For the novel, see Betsy's Wedding (novel).
Betsy's Wedding

Theatrical release poster
Directed by Alan Alda
Produced by Martin Bregman
Louis A. Stroller
Written by Alan Alda
Music by Bruce Broughton
Cinematography Kelvin Pike
Edited by Michael E. Polakow
Distributed by Buena Vista Pictures
Release dates
June 22, 1990 (1990-06-22)
Running time
94 minutes
Country United States
Language English
Budget $24 million
Box office $19,740,070

Betsy's Wedding is a 1990 American romantic-comedy film written, directed by and starring Alan Alda. It co-stars Molly Ringwald, Ally Sheedy, Madeline Kahn, Joey Bishop, Joe Pesci, Anthony LaPaglia, Burt Young and Catherine O'Hara.


Eddie Hopper is a construction contractor from Long Island, New York, with two grown daughters.
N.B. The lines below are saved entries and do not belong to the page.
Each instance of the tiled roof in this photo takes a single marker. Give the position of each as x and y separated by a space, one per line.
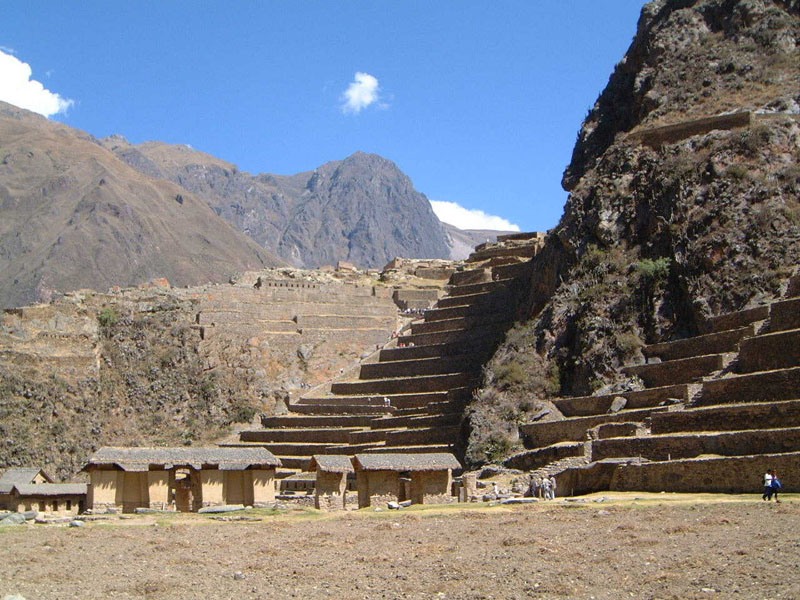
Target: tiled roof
19 475
226 459
50 489
331 463
406 462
One of them, Betsy, is about to be married.

Money is tight in the Hopper household, but Eddie, much to the distress of his wife, Lola, decides that it is important to throw a lavish wedding to impress the well-off family of the man Betsy is to marry. Everyone in the family is throwing advice Eddie's way, even the ghost of his father.
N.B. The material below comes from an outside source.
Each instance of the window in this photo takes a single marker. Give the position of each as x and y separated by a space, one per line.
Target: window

A new house Eddie is building is adding to his financial and emotional woes. In desperation, he turns to his crooked brother-in-law, Oscar, who ends up getting Eddie involved with loan sharks. A young man named Stevie Dee is sent to keep an eye on Eddie, but instead turns his gaze to Connie Hopper, who is not only a police officer but the bride's sister.

Betsy's wedding ultimately goes on as scheduled, but is disrupted by a torrential downpour of rain.



The plot was reportedly inspired by the marriage of Alda's youngest daughter.


Betsy's Wedding received mixed reviews from critics, with Rotten Tomatoes giving it a 50% rating. Reviews of the film included comments such as "threadbare concoction",[1] "narcissism flourishing like ragweed" and "unctuous".[2]

It was nominated for two Razzie Awards: Worst Actress for Molly Ringwald (who lost to Bo Derek for Ghosts Can't Do It) and Worst Supporting Actress for Ally Sheedy (who lost to Sofia Coppola for The Godfather Part III).

Betsy's Wedding has been cited as launching the movie career of Anthony LaPaglia.[3]